Ann was a good friend and I will miss her terribly. If there is one person I could name who plugged this nerd into the popular music of my misspent adolescence, it is she. Thompson Twins, U2, Paul Young, Toad The Wet Sprocket, and many others became part of my musical lexicon because of her. She was a school teacher and knew how to enliven the hearts, minds, and imaginations of her nephews because of it.
I am a little slow on the uptake. You might have guessed that as well. I've been grumpy all week without being able to name the reason. It took me all week to realize that it was grief.
I'm just cranky about everything. And when I'm not cranky, I despair and doubt. It's old stuff and it's new stuff and it's grief and it's wishing I were in Virginia with my young cousin, Ann's daughter. This is Carson.

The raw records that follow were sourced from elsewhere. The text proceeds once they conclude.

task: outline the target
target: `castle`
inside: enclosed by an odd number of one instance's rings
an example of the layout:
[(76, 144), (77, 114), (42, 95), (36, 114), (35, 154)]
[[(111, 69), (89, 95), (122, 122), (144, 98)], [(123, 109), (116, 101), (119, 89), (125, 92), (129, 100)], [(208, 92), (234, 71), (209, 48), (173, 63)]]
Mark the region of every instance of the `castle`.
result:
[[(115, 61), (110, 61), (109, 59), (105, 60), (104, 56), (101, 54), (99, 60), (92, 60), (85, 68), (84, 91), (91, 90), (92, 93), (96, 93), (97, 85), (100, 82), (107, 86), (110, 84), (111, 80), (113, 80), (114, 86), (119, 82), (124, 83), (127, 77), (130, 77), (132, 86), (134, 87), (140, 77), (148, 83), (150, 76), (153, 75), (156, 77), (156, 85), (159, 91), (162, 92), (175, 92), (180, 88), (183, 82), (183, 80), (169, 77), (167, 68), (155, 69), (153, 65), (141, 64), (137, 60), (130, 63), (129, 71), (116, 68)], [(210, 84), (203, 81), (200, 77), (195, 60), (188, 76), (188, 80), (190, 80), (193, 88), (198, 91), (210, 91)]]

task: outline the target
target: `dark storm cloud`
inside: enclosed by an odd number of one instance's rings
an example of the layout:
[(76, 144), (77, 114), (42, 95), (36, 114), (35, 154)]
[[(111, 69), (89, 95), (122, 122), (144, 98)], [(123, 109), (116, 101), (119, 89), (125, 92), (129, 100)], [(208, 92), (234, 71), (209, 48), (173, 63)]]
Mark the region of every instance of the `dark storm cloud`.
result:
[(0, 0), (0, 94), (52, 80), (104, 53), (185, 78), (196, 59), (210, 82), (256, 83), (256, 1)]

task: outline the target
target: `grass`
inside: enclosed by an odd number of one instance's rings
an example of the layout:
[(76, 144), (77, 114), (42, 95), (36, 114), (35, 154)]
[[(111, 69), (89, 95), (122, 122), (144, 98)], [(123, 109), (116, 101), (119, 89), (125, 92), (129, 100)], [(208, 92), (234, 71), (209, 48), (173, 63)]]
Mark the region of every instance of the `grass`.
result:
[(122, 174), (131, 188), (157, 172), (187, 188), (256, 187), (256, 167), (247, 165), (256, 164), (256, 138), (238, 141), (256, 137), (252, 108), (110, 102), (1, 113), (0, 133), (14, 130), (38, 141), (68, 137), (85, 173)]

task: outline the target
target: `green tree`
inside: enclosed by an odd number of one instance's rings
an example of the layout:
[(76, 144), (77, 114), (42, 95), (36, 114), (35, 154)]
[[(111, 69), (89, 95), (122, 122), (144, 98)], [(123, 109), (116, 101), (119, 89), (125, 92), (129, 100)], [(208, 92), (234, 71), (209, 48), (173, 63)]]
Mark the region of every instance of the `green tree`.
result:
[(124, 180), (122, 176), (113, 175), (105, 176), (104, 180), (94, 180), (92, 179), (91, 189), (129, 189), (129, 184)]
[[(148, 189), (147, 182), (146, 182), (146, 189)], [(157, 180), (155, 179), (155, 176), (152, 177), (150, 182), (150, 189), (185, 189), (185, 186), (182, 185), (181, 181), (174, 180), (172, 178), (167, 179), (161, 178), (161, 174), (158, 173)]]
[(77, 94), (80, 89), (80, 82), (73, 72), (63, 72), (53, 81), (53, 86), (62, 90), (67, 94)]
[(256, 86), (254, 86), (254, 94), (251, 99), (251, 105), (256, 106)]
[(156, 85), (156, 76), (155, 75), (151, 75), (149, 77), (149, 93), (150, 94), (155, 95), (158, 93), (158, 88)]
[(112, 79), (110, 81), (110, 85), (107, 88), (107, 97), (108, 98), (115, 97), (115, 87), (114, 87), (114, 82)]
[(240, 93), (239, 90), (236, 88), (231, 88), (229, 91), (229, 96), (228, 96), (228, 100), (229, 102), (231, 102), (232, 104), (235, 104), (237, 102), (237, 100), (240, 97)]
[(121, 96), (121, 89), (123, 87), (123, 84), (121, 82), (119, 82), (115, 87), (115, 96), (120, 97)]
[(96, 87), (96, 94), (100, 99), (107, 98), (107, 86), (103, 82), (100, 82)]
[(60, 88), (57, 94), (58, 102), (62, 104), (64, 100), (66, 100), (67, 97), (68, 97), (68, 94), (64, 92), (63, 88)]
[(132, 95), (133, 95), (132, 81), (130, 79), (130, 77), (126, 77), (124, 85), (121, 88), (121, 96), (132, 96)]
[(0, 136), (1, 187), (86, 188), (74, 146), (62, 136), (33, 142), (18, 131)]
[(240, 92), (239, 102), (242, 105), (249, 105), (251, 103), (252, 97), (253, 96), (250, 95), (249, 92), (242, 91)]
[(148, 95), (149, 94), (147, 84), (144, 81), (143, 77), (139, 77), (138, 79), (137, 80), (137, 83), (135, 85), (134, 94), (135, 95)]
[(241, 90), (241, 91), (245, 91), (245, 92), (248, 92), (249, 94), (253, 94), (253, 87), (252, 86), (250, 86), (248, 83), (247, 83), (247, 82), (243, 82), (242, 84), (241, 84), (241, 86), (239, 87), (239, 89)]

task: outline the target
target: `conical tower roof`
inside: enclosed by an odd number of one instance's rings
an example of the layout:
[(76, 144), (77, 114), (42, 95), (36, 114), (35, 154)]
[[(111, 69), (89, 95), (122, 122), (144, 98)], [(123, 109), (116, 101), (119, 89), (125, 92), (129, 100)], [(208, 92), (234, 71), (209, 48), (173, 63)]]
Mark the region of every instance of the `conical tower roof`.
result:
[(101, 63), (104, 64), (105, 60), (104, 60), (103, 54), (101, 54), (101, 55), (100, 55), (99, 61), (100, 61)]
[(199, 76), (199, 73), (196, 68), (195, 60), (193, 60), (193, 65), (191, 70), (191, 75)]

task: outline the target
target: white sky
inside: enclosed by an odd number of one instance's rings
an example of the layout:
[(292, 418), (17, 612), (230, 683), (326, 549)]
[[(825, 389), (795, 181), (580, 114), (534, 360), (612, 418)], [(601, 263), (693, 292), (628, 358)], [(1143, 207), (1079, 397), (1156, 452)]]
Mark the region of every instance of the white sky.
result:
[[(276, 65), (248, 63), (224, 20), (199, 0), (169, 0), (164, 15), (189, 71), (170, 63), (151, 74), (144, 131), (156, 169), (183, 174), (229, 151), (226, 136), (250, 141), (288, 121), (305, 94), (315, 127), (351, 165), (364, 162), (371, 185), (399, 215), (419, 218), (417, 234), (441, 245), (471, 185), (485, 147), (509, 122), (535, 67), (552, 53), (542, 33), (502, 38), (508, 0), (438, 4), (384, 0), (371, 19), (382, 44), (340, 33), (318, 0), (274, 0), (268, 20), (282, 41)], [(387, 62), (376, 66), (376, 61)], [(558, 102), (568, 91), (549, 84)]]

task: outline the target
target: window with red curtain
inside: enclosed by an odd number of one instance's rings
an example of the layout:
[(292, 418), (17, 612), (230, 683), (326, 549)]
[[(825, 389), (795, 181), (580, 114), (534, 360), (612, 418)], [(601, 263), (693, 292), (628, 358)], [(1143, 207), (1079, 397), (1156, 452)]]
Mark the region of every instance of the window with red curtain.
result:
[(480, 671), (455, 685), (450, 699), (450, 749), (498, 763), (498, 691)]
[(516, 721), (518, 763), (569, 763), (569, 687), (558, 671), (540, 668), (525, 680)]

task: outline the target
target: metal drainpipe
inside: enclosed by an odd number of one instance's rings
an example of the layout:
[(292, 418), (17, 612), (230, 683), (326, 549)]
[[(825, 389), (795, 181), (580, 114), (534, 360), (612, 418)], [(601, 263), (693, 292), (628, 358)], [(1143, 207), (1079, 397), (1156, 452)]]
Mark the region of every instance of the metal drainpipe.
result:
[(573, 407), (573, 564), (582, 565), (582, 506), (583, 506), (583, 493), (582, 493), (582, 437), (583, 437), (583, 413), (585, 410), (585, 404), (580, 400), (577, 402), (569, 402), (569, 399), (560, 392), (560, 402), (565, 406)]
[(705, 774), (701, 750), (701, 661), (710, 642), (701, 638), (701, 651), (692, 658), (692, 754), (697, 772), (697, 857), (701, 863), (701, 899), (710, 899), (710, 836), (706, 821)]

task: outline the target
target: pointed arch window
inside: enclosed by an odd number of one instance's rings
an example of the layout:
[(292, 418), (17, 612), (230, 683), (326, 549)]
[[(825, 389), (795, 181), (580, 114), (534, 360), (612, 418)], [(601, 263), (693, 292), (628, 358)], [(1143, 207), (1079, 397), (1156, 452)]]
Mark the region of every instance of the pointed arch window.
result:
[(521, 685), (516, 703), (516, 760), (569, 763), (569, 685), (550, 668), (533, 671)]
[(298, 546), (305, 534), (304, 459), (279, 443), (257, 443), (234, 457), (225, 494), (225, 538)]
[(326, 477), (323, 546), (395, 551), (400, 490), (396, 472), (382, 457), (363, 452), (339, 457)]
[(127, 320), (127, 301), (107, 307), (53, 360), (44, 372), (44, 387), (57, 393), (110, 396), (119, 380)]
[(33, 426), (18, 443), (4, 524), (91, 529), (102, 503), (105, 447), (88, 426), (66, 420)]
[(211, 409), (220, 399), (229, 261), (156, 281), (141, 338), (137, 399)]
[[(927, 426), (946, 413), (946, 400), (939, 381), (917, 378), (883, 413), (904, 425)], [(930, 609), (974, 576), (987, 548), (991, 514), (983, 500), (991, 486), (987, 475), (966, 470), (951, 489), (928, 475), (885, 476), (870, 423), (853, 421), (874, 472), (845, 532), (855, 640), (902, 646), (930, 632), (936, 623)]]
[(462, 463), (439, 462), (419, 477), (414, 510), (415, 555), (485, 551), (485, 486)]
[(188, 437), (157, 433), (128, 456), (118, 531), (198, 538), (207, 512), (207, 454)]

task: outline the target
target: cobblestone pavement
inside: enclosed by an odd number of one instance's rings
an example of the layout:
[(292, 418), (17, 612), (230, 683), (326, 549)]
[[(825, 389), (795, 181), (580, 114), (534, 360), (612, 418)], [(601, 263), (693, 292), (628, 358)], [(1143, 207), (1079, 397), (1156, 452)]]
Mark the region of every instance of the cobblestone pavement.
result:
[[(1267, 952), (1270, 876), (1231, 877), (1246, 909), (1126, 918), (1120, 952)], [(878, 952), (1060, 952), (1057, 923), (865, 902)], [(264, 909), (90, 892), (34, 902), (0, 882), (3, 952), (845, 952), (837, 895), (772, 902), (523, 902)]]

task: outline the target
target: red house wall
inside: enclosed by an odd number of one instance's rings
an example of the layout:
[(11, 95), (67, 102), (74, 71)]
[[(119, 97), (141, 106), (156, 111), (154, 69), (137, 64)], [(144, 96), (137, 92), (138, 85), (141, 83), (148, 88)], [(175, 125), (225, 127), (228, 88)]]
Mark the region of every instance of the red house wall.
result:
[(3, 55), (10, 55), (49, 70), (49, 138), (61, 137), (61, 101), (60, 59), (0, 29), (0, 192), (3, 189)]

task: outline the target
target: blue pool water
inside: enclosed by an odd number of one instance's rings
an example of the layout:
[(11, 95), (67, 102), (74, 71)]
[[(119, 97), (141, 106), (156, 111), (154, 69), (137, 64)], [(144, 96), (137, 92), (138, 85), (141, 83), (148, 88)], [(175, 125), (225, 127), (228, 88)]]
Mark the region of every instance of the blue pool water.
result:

She's an amazing kid. I'm crazy about her. Bright. Insightful. She has a wicked sense of humor. Quirky in all the right ways. I hope to be home a great deal more over the next year to be around. My father and step-mother (Ann's sister) are going to be her legal guardians. It's a huge load, but I can think of no better people for the job.
Tonight I'm starting to settle into the grief. Tomorrow I'll dig in more deeply to the work that I have to this month. Papers, proposals, grants, projects, all need doing. Deadlines loom.
One thing I need to do here before I go on...just as another "thank you" is to share this little picture from Ginter Park Baptist Church, my aunt's church. They held a vigil for Annie as she was dying. It was quite moving. Their pastor is very good at what she does. I've mentioned that before. I know. Anyway...
I'm going to get back into it. Thanks, guys. Grief continues to surprise me. Hello, grief.